Ms. Cobban is a veteran writer,
researcher, and program organizer on global affairs. She contributed a regular column on global issues to
The
Christian Science Monitor from 1990 until the paper stopped
having regular columnists in 2007
. She is a 'Friend in Washington' with the
Washington, DC-based Friends Committee on National Legislation and a
Contributing Editor of
Boston
Review. Since 2003 she has published
"Just
World News", a lively blog on international issues that has gained a broad international readership.
In May 2008, Ms. Cobban published her seventh book,
Re-engage! America and the World After
Bush. Congressman Lee
Hamilton, Co-chair of the Iraq Study Group, described
it as, "An impassioned, thought-provoking, and accessible
brief from a highly esteemed journalist on how all of us - as
individuals - can act
to help better our country and world." More information about the book is available at
www.re-engage.net.
Her previous books include:
- Amnesty
after Atrocity?: Healing Nations after Genocide and War Crimes
(Paradigm, 2006.)
- The Moral Architecture of World Peace: Nobel Laureates Discuss
our
Global Future (University Press of Virginia, 2000.)
- Four books on Middle Eastern diplomacy, politics, and society,
including most recently The
Israeli-Syrian Peace Talks: 1991-96 and Beyond (U.S.
Institute of Peace, 2000.)
Born in England in 1952, Ms. Cobban received her B.A. and M.A. from
Oxford University. From 1974 through 1981, she worked as a
Beirut-based correspondent for print and broadcast outlets that included
The Christian Science Monitor, and
The
Sunday Times of London. Since 1982, she has lived primarily
in the United States, though her work has taken her back to the Middle
East (many times), and to many parts of Europe, Africa, and Asia.
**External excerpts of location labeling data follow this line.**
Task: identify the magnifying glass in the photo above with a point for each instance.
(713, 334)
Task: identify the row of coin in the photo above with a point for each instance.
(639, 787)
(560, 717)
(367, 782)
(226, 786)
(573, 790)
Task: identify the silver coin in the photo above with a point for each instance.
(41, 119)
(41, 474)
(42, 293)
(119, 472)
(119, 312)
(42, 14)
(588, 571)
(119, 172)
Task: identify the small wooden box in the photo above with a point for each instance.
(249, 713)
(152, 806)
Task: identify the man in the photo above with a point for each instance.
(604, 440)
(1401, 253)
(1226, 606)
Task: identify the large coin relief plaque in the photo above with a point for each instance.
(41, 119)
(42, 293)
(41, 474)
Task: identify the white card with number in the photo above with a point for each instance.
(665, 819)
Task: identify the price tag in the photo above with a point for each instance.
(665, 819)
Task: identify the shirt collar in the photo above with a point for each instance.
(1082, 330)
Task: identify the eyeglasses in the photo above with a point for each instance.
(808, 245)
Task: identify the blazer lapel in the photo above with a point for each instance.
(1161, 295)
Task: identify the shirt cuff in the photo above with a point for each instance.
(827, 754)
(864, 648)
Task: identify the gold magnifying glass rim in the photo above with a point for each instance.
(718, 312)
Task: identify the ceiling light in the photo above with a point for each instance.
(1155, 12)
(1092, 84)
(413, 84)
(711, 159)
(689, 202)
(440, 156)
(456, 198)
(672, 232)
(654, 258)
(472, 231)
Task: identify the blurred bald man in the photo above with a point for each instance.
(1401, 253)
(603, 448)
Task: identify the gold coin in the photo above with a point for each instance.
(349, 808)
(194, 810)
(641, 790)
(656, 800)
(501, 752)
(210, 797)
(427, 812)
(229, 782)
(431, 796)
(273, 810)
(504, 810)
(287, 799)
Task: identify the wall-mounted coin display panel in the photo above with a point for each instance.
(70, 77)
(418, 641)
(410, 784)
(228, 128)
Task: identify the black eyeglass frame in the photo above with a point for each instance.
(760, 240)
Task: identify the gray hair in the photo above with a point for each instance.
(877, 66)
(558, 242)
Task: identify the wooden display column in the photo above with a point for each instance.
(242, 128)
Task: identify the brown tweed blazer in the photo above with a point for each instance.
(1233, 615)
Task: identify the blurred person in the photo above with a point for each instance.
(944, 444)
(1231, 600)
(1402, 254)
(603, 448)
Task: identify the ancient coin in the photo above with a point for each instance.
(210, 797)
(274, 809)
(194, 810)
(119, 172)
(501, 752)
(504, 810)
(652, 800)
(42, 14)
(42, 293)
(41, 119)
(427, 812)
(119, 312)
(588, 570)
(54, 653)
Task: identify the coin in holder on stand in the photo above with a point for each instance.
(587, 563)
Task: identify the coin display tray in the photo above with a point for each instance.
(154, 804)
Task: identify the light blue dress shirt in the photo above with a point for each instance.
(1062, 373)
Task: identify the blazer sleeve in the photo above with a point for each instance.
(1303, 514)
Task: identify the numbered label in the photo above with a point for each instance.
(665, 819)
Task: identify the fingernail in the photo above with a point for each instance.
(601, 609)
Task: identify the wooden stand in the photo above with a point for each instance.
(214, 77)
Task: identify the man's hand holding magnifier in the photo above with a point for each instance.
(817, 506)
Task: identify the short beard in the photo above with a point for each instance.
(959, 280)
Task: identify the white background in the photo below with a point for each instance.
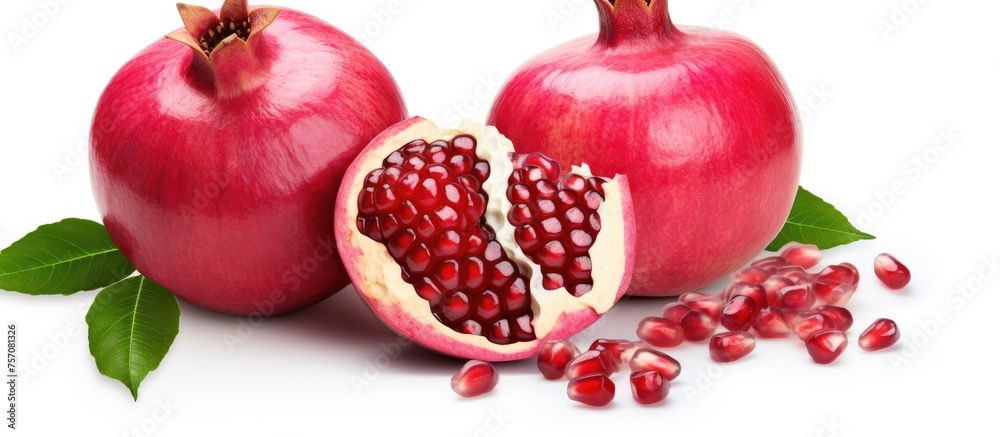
(874, 100)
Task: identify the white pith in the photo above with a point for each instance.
(383, 277)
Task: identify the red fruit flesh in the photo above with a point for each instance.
(731, 346)
(825, 346)
(841, 317)
(660, 332)
(641, 71)
(739, 313)
(648, 359)
(649, 387)
(476, 378)
(215, 175)
(880, 335)
(596, 390)
(485, 248)
(555, 356)
(891, 272)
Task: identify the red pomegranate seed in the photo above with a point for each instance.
(753, 291)
(675, 311)
(706, 303)
(754, 275)
(802, 255)
(649, 387)
(880, 335)
(660, 332)
(591, 362)
(833, 294)
(891, 272)
(596, 390)
(731, 346)
(825, 346)
(474, 379)
(841, 317)
(739, 313)
(554, 356)
(772, 286)
(770, 324)
(799, 297)
(697, 326)
(811, 324)
(648, 359)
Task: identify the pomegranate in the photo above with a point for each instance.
(469, 249)
(701, 121)
(215, 154)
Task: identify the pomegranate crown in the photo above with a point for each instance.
(629, 20)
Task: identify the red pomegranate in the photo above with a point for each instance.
(216, 154)
(699, 120)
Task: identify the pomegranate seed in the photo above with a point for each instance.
(825, 346)
(753, 291)
(649, 387)
(554, 356)
(596, 390)
(591, 362)
(697, 326)
(739, 313)
(708, 304)
(812, 324)
(802, 255)
(660, 332)
(891, 272)
(880, 335)
(841, 317)
(754, 275)
(799, 297)
(770, 324)
(833, 294)
(475, 378)
(731, 346)
(675, 311)
(648, 359)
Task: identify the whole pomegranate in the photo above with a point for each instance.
(467, 248)
(700, 121)
(216, 154)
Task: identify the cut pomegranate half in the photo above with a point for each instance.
(467, 248)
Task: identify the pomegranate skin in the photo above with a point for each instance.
(219, 184)
(699, 120)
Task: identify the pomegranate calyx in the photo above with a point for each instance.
(630, 20)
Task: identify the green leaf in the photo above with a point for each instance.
(63, 258)
(131, 326)
(813, 221)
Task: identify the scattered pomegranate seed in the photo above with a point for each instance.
(840, 316)
(880, 335)
(799, 297)
(697, 326)
(592, 362)
(596, 390)
(475, 378)
(770, 324)
(708, 304)
(660, 332)
(648, 359)
(891, 272)
(739, 313)
(825, 346)
(731, 346)
(811, 324)
(649, 387)
(554, 356)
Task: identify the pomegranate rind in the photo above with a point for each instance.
(557, 314)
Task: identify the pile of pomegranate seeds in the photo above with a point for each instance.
(774, 297)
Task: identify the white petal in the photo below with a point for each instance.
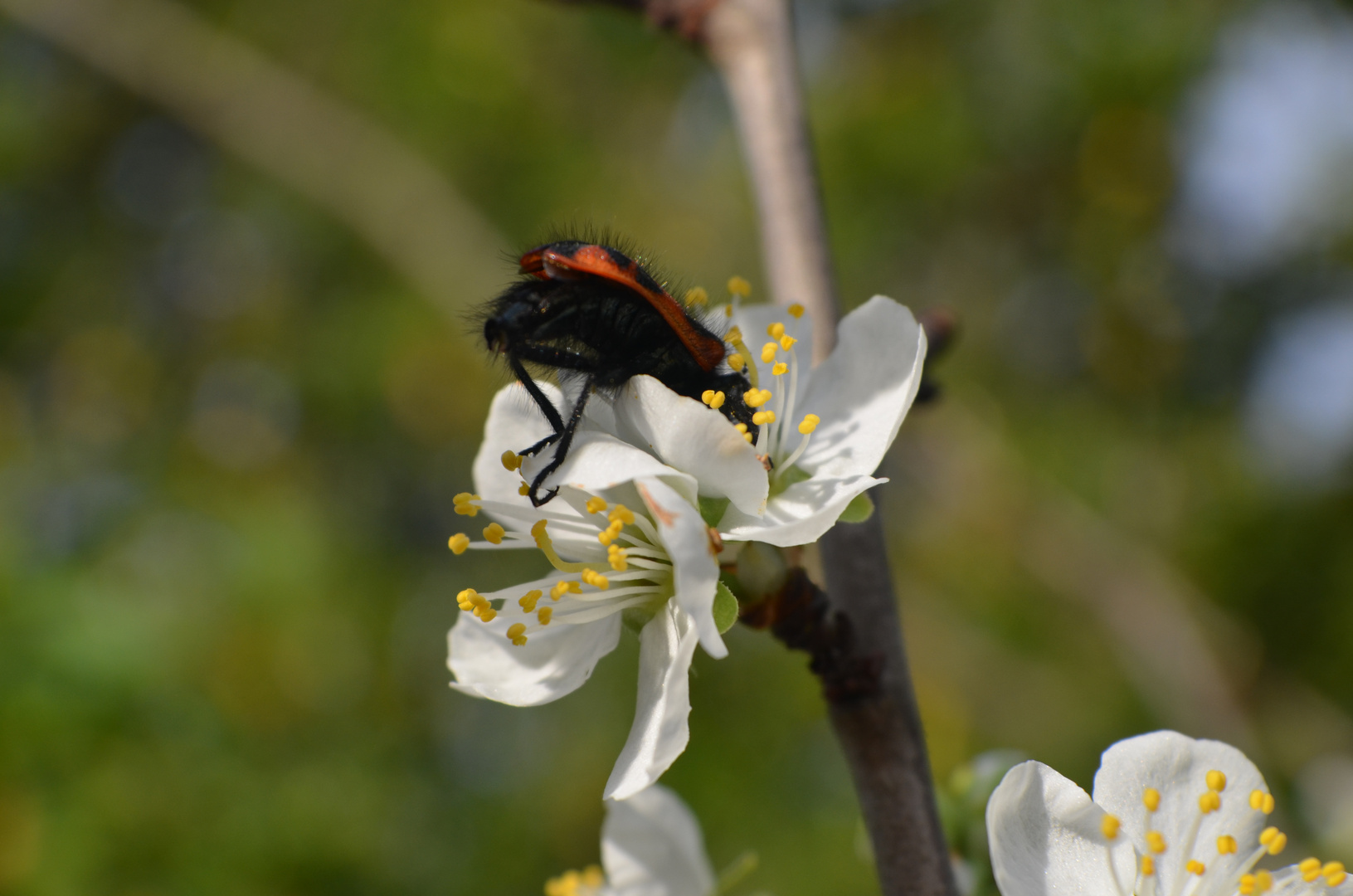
(694, 563)
(755, 319)
(555, 660)
(685, 433)
(598, 460)
(659, 734)
(1177, 767)
(651, 845)
(864, 389)
(1046, 840)
(800, 514)
(513, 424)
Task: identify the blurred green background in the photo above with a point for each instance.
(231, 431)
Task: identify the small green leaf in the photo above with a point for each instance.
(726, 608)
(859, 509)
(712, 509)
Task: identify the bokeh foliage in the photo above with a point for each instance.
(229, 439)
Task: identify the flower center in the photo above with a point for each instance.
(630, 539)
(585, 883)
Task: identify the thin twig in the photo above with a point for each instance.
(388, 194)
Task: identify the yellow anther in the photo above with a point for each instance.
(596, 580)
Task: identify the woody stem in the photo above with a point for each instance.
(878, 727)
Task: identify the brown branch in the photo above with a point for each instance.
(311, 141)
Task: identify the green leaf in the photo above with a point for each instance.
(712, 509)
(726, 608)
(859, 509)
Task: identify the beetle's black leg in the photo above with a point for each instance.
(566, 439)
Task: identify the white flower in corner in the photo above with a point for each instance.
(1170, 816)
(626, 544)
(650, 846)
(823, 431)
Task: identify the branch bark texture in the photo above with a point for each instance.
(857, 646)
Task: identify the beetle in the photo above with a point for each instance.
(590, 310)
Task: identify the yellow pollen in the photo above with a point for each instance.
(596, 580)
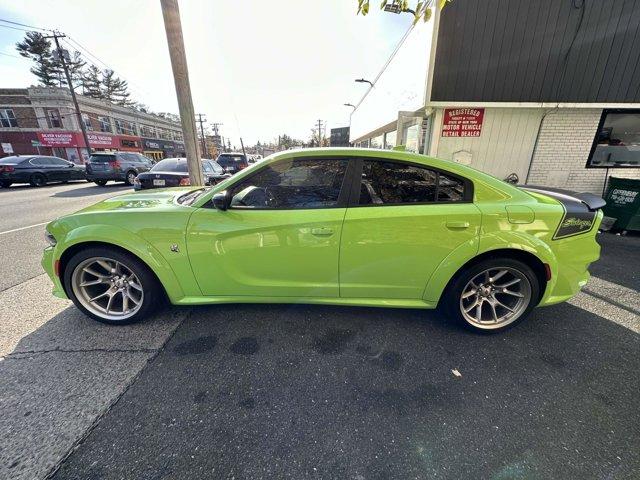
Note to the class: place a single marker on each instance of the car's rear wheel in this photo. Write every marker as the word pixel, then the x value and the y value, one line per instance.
pixel 37 180
pixel 492 295
pixel 111 286
pixel 131 176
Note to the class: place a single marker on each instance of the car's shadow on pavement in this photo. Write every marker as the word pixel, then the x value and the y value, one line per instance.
pixel 275 391
pixel 93 189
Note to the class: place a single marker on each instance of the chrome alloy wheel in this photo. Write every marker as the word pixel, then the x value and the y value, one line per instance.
pixel 107 288
pixel 495 297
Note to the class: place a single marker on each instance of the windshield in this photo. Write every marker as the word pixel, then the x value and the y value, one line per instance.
pixel 225 160
pixel 170 165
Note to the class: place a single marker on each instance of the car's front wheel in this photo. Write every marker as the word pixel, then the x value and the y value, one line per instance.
pixel 111 286
pixel 492 295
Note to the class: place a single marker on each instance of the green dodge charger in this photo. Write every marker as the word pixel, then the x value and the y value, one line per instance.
pixel 331 226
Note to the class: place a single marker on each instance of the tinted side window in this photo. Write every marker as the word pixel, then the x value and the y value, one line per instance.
pixel 292 184
pixel 450 189
pixel 390 182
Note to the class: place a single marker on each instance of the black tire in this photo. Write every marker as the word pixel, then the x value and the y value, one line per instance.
pixel 154 295
pixel 131 175
pixel 38 180
pixel 452 303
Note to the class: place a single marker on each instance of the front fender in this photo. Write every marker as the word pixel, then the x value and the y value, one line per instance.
pixel 131 242
pixel 502 240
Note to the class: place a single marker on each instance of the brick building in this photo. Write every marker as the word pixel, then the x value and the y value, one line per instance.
pixel 546 89
pixel 42 120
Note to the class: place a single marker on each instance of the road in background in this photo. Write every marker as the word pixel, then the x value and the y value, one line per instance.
pixel 25 210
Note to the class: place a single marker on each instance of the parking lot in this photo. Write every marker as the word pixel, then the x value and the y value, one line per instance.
pixel 255 391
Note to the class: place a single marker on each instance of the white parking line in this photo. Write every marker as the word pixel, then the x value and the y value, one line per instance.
pixel 24 228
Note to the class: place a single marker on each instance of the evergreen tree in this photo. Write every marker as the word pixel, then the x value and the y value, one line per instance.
pixel 38 49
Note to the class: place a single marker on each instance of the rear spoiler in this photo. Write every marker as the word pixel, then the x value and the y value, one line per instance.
pixel 591 201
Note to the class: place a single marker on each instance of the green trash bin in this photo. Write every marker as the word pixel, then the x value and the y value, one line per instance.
pixel 623 203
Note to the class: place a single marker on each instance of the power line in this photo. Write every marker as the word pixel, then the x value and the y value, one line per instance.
pixel 25 25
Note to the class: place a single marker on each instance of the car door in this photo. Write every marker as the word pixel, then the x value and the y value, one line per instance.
pixel 280 236
pixel 403 220
pixel 62 170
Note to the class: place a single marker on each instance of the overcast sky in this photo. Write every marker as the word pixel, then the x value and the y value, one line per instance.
pixel 275 66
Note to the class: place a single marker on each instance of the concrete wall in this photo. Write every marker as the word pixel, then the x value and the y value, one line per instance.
pixel 505 145
pixel 559 160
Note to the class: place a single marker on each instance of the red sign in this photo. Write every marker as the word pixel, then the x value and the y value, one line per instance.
pixel 462 122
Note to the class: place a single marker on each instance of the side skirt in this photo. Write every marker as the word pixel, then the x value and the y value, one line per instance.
pixel 356 302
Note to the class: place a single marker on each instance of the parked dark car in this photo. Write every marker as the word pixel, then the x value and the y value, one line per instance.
pixel 38 170
pixel 117 166
pixel 232 162
pixel 172 172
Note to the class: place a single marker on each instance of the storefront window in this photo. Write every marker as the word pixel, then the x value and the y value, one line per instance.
pixel 377 142
pixel 7 118
pixel 390 139
pixel 617 141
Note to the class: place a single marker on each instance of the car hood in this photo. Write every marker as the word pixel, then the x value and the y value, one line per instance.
pixel 161 199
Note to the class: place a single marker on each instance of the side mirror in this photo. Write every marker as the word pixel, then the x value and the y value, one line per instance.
pixel 221 200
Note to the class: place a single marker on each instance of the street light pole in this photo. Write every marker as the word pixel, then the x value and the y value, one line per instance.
pixel 63 62
pixel 173 28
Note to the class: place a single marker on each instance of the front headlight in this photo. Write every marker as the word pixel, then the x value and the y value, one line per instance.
pixel 51 240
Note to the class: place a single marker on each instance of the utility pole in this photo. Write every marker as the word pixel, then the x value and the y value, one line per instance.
pixel 56 35
pixel 173 28
pixel 204 143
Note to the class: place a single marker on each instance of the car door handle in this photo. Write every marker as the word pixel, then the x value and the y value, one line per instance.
pixel 322 231
pixel 457 225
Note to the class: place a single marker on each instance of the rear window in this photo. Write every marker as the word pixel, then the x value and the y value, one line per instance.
pixel 170 165
pixel 12 160
pixel 225 160
pixel 102 158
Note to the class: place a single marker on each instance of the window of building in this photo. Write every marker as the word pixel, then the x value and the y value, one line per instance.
pixel 292 184
pixel 87 121
pixel 377 142
pixel 617 141
pixel 7 118
pixel 53 118
pixel 390 139
pixel 105 124
pixel 389 183
pixel 147 131
pixel 124 127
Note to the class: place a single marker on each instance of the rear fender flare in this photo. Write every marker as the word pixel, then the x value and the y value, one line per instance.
pixel 487 243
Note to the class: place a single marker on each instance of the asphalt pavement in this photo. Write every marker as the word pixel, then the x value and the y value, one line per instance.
pixel 24 212
pixel 281 391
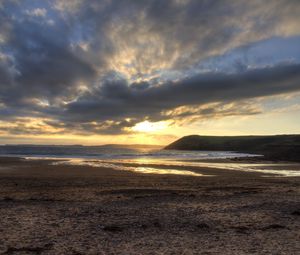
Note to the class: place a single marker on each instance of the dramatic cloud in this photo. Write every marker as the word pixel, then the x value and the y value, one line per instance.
pixel 101 67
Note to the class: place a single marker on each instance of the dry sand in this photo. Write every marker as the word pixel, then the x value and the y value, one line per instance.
pixel 56 209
Ms. Cobban has published widely in other
print media on three continents. She has considerable experience in
broadcast media: she worked as a reporter for ABC News and
the BBC in the
1970s and has been a guest on many leading radio and broadcast
discussion shows in the U.S. She sits on the Middle East Advisory
Committee of Human Rights Watch and is one of two Quakers who are
members of the London-based International Institute for Strategic
Studies. She speaks French and Arabic, and currently
divides her time
between Washington DC and Charlottesville, Virginia.